Accessibility Guidelines

Recommendations on accessibility

Exact recommendations on what constitutes reasonable effort are unavailable. The Web Accessibility Initiative recommendations are divided into three sections:

Priority 1
Those that must be done or some people will be unable to access the document.
Priority 2
Those that should be done to remove significant barriers to access.
Priority 3
Those that may be done to make documents easier to access.

From these definitions, it seems likely that a page that failed to meet the Priority 1 recommendations could be considered in breach of the law. It also seems likely that a page that met the Priority 1 and Priority 2 recommendations should meet the definition of 'reasonable effort' (provided, of course, that any accessibility issues not mentioned in those recommendations were promptly fixed if the maintainer of the page or site was informed). What the legal situation of a page that met only the Priority 1 recommendations would be is less clear, and will remain so until there have been some test cases.

Guidelines for meeting the recommendations

The guidelines in this section of the site are designed to help you meet the Priority 1 recommendations and Priority 2 recommendations. Guidelines for meeting the Priority 3 recommendations may be added at a later date. There is also a section on techniques to improve accessibility in non-visual media as these have specific considerations different to those for visual media.
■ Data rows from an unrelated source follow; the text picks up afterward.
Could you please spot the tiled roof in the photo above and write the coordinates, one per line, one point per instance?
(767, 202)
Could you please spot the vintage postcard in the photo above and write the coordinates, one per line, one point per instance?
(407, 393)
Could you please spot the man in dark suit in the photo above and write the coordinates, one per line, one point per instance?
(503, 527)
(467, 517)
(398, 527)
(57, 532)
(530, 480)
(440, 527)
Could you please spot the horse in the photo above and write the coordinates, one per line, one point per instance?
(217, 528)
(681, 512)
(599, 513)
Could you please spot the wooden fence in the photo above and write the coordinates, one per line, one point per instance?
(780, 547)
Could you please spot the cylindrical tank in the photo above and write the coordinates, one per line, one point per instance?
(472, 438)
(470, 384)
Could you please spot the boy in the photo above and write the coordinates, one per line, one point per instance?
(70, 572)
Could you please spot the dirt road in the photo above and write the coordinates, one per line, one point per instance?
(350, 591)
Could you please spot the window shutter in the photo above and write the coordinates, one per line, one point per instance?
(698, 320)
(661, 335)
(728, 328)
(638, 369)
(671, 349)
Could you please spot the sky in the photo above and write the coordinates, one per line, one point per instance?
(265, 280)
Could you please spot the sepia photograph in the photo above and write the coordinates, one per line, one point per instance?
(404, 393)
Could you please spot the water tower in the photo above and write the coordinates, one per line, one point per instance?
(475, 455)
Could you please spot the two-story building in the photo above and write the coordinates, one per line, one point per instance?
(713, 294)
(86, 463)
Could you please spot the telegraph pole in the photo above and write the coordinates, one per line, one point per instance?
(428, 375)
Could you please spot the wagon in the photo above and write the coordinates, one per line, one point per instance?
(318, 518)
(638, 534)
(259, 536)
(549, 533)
If you are making an existing site more accessible

You should fix any Priority 1 issues first, and then move on to fixing Priority 2 issues. Depending on the current levels of accessibility of the site, its size, and whether there is any form of content management or templating in place, you may decide that it is easier to re-design the site entirely.

If you are writing a new site or making a substantial redesign of an existing site.

You should design the site with both Priority 1 and Priority 2 recommendations in mind from the start. Some aspects of the Priority 2 recommendations are difficult to introduce to an existing site without large amounts of work, but can be introduced into a new site with little extra effort.

Meeting Priority 3 recommendations

Generally, introducing measures to comply with these recommendations is relatively simple provided that:

  1. The site already complies with at least the majority of the Priority 2 recommendations
  2. The site is based on some form of templating system (either using Dreamweaver templates or server-side scripting).

Many Priority 3 recommendations are straightforward to meet and this should be done. However, we do not recommend the use of AccessKeys, as in most common browsers these can reduce accessibility by interfering with the standard browser keyboard controls. Also, tabindex should not be used - instead create the logical tab order by ordering the elements correctly in the HTML document.